SHOW BUSINESS HALL OF FAME: Eddie Murphy

eddie-murphy_spike-jpgIt is hard to believe that Eddie Murphy was not yet 20 years old when he was recruited by the producers of “Saturday Night Live” in 1980.
Fame was instantaneous, with Murphy creating some of the funniest and most memorable characters in the history of the iconic show.
No one could, for example, ever forget Murphy as James Brown in the “Celebrity Hot Tub Party” number; as Mr. Robinson in “Mister Robinson’s Neighborhood”; as “Buckwheat”; as Michael Jackson; as “Little Richard Simmons”; as Raheem Abdul Muhammad, the militant arts critic; as James Brown dressed as “Annie” singing a funky version of “Tomorrow”; and as the sleazy author “Velvet Jones,” whose book instructed women on how become “a high paid ho in six short weeks.”
Eddie Murphy, who was on “SNL” from 1980 to 1984, was a natural, and despite his young age, exuded self-confidence.
“I’VE ALWAYS had confidence,” he said. “It was because I have lots of initiative. I always wanted to make something of myself.”
From his earliest “SNL” performances, it was evident that superstardom was all but guaranteed.
But perhaps even he never envisioned the magnitude of his fame, and the amount of money he would routinely generate. He is, in fact, one of the highest grossing actors in Hollywood history, due to the sometimes staggering box office figures of such movies as the “Beverly Hills Cop” series, “The Nutty Professor,” “Coming to America,” “Doctor Dolittle,” the “48 Hours” series, “Dreamgirls,” “Life,” “Harlem Nights,” “Daddy Day Care,” “Trading Places” and “Boomerang.”
That is in addition to providing the voice of “Donkey” in the massively successful “Shrek” movies.
For sure he’s also had his share of duds, but as he put it, “In a business where success is an exception and not the rule, I’ve mostly been successful.”
AS FOR the roles that most people considered beneath him, Murphy would probably make reference to his paychecks, just as Richard Pryor once did about his, saying his critics might have less to say if they knew how much he was being paid.
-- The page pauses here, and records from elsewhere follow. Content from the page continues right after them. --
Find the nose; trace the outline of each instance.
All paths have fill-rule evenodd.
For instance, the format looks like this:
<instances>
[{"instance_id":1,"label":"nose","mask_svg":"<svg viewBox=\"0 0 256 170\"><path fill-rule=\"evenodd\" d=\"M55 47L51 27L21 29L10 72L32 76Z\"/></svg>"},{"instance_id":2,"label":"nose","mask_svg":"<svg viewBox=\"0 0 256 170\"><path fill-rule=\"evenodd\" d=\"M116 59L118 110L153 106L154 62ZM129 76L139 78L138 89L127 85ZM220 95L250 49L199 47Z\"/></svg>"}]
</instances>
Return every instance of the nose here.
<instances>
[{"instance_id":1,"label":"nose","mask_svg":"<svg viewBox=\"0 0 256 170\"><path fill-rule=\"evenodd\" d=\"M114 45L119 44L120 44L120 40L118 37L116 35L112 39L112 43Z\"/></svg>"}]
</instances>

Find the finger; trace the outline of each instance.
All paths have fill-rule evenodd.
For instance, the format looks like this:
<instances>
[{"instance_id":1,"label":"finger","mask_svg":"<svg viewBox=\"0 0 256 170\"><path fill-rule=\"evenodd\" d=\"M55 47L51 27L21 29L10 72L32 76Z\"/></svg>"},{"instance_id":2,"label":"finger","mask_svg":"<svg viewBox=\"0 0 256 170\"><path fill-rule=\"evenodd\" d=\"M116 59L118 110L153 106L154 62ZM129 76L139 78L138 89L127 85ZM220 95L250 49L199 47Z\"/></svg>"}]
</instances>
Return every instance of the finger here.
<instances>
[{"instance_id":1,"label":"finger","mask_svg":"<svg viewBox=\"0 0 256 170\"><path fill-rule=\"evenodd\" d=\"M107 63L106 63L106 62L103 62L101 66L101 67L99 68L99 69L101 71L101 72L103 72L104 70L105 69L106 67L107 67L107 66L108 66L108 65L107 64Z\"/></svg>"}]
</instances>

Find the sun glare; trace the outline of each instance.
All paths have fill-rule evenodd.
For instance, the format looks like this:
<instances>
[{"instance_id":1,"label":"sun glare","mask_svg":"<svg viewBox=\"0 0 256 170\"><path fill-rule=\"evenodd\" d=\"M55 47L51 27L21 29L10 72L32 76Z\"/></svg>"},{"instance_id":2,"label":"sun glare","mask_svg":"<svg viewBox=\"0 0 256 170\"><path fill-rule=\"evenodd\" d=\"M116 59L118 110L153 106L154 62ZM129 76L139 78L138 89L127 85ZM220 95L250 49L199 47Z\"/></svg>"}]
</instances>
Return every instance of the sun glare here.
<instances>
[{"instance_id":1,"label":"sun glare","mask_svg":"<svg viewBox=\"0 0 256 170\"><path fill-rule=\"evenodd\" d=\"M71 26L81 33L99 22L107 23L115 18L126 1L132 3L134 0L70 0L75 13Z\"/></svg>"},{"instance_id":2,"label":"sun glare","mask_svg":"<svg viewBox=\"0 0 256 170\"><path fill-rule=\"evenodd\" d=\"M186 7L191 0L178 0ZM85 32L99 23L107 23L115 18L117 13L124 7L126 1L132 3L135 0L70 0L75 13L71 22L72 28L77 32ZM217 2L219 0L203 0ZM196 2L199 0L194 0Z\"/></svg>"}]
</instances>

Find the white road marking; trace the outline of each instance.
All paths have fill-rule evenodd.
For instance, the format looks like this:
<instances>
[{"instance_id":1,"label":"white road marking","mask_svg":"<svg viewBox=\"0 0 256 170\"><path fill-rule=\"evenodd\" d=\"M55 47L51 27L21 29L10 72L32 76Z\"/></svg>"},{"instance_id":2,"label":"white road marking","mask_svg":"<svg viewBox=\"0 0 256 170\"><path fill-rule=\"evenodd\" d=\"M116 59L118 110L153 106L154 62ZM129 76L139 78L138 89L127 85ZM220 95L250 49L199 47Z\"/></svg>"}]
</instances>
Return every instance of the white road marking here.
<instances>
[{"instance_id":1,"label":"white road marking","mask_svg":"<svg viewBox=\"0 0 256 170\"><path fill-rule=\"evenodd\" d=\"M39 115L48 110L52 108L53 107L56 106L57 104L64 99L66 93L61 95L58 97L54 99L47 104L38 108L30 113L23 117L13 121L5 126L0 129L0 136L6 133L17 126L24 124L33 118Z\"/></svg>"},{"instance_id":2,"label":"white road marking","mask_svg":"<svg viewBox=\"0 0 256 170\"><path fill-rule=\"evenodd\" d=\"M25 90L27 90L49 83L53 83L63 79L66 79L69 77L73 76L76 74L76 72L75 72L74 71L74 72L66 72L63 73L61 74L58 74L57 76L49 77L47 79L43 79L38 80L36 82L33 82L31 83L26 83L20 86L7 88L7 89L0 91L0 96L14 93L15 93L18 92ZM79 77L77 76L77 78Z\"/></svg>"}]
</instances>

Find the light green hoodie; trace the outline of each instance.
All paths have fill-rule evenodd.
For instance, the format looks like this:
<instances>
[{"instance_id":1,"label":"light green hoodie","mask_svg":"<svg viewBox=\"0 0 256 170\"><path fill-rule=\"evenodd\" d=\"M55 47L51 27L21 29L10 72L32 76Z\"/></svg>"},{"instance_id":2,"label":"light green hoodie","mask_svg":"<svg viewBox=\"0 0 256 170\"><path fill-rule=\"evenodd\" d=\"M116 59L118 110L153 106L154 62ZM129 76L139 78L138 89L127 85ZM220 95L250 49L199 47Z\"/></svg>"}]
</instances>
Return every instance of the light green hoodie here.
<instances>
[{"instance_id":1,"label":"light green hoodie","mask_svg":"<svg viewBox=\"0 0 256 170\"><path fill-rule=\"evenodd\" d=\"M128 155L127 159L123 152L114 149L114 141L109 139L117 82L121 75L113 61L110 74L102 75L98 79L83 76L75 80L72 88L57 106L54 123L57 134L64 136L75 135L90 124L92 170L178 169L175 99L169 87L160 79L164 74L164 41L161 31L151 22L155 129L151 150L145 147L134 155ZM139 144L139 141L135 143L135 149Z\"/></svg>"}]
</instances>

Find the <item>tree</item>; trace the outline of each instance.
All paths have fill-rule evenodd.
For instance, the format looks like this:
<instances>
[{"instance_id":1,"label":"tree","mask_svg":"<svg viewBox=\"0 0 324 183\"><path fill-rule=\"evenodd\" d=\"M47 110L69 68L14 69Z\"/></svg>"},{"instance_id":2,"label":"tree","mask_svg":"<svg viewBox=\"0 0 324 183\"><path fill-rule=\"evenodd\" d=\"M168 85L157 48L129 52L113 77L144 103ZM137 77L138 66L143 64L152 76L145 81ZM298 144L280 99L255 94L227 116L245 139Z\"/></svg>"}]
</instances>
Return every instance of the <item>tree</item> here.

But, of course, for Brooklyn, New York-born Edward Regan Murphy it all started with stand-up comedy.
When he was in his mid-teens, Murphy was already performing as well as writing his own routines, for anyone who cared to watch and listen. His major influences were two of his heroes, Richard Pryor and Bill Cosby.
But in terms of rawness, the influence of Pryor was dominant. Murphy’s act was laced with profanity, and he probably cringes today with regard to the frequency he told mean-spirited jokes at the expense of whites, overweight people, gays, Italian Americans, etc.
Murphy made his film debut in 1982, while he was still riding his amazing wave of popularity on “SNL.” The movie was “48 Hours,” co-starring Nick Nolte. That same year, Murphy became the first and only cast member to host “Saturday Night Live” while in the current cast.
INTERESTINGLY, the following year he made a film, “Trading Places,” with former “SNL” cast member Dan Aykroyd. It, too, was a major success.
By this time Murphy was a bona fide superstar, but he avoided the psychological drama that so many successful entertainers go through, some of it no doubt self-induced, regarding their career moves and other personal decisions related to it.
“I think I have enough of a sense to know what works for me and what doesn’t, without going into some big thing and analyzing what I do,” he said. “I’m in a position that allows me to do what I want to do and I do it.”
Murphy has also had some success as a recording artist, although the public tends to not seriously think of him as a singer. But one of his most effective film roles was in “Dreamgirls” in which he portrayed James “Thunder” Early, based heavily on James Brown. So effective, in fact, that he won a Golden Globe award and was nominated for an Oscar, which many people feel he should have won.
Although he is famous as a comedian and actor, Murphy has made it known that music is far more than just a casual interest or hobby.
“Music has always been around with me,” he said. “I had a band before I did stand-up, when I was about 15 in high school. I do music all the time. Like when I’m around the house, I have my guitar with me all the time. I love to make people laugh, but even if I was dead broke, I would play my guitar.”
He added, “The whole way I record I learned from Rick James. I learned how to produce music from hanging around Rick James.”
Eddie Murphy had a Top 10 hit in 1985 with “Party All the Time,” written, produced and arranged by Rick James.
On June 26, 1996, Eddie Murphy received a much-deserved star on the Hollywood Walk of Fame.